Aerial view of Monte Alban Ruins in Oaxaca, Mexico
Credit: Madrugada Verde | Shutterstock

Between approximately 1500 and 500 BCE, Oaxaca was the Zapotecan city of San José Mogote. It was the largest and most important settlement in the region. During the pre-colonial period, Oaxaca was home to 16 separate cultures, each with its own language, customs and traditions. The Zapotecs and Mixtecs, who had villages and farmlands throughout the region, constituted the largest and most sophisticated societies.

The Zapotecs – known as the “Cloud People” – established Monte Albán as their first capital. Skilled in astronomy and excavation, they leveled the top of a local mountain around 450 BCE and created the ceremonial center now called Monte Albán. One of the most densely populated cities in Mesoamerica, Monte Albán had an estimated 18,000 Zapotecan residents at its peak.
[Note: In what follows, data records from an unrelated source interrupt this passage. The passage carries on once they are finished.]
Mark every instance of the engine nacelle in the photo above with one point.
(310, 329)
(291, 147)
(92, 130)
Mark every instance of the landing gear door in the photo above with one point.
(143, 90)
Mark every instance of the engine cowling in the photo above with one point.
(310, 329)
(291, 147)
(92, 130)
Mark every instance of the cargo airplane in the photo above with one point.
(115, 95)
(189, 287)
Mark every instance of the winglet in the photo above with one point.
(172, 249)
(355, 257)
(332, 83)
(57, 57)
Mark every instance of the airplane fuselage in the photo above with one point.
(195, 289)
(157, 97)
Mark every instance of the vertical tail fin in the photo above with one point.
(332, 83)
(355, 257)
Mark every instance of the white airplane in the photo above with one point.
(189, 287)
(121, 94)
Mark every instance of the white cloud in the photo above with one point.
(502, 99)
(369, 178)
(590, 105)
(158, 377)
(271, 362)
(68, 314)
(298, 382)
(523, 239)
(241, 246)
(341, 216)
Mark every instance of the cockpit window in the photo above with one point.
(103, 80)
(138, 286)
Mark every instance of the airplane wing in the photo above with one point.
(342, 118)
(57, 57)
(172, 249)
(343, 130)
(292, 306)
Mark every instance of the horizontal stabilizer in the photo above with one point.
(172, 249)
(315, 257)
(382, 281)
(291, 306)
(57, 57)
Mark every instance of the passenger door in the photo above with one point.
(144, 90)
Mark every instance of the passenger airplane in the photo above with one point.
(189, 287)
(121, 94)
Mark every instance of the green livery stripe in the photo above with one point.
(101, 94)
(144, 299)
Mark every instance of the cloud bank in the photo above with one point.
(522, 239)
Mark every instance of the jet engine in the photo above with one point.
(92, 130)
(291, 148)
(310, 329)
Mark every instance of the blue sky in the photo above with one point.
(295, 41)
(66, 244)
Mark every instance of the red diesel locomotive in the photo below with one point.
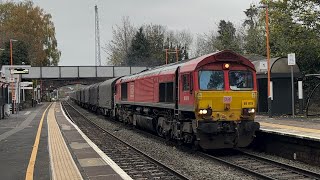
(208, 101)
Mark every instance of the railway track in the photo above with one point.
(134, 162)
(262, 167)
(253, 164)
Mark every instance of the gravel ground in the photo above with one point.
(288, 162)
(191, 165)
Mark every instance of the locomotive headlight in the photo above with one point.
(251, 111)
(203, 111)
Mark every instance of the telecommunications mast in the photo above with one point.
(97, 37)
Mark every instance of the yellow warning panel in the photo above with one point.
(247, 104)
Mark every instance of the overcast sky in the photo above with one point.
(75, 19)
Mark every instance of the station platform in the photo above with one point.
(42, 143)
(298, 127)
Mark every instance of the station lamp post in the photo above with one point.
(169, 51)
(13, 96)
(268, 58)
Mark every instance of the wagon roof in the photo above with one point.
(191, 64)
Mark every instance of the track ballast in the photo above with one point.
(134, 162)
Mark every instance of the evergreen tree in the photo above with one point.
(20, 54)
(139, 51)
(227, 36)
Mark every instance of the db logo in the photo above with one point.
(227, 99)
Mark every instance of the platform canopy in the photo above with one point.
(279, 68)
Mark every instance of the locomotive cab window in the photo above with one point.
(211, 80)
(124, 91)
(186, 82)
(241, 80)
(166, 92)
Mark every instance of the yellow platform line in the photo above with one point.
(32, 161)
(264, 124)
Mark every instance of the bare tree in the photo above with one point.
(206, 43)
(118, 47)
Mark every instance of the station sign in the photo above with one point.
(20, 71)
(291, 59)
(263, 66)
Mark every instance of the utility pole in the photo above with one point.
(97, 37)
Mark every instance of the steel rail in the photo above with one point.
(171, 171)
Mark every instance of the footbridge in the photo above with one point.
(79, 72)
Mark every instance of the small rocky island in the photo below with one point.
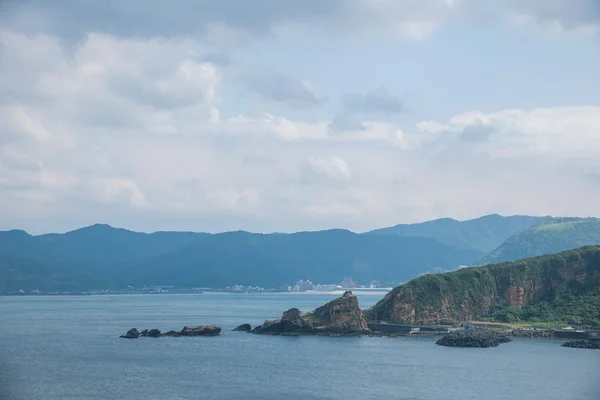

The Aztecs conquered the Zapotecs in the15th century and established an outpost on the Cerro del Fortín, the highest point in the valley. Trade with the Aztec capital Tenochtitlán and other Aztec cities increased, but day-to-day life was unchanged by their presence.

In 1521, Hernán Cortés conquered the Aztecs on behalf of Spain. On November 25, 1521, Francisco de Orozco took possession of the area for Cortés and founded the town of Antequera, which he named after a Spanish city in the Andalusia region of Spain.

After Mexico’s independence from Spain in 1821, the city became the seat of a municipality and the name of both the city and the municipality became Oaxaca. The name Oaxaca comes from the Nahuatl name, Huaxyacac, which then became Guajaca, and later Oaxaca. In 1872, “de Juárez” was added to the city and municipality names to honor Mexico president Benito Juárez, who began his legal and political career in Oaxaca. The city today is more commonly called just Oaxaca or Oaxaca City.

Oaxaca is the capital of its namesake state with a metropolitan area population of an estimated 675,000 people. The city relies heavily on tourism based on its many colonial-era buildings as well as the Zapotec and Mixtec archeological sites. Monte Albán was named a United Nations World Heritage Site in 1987.

The city is also home to the Guelaguetza, a month-long cultural festival that features Oaxacan dance, music and a beauty pageant for indigenous women. About 50 percent of the city’s population is indigenous.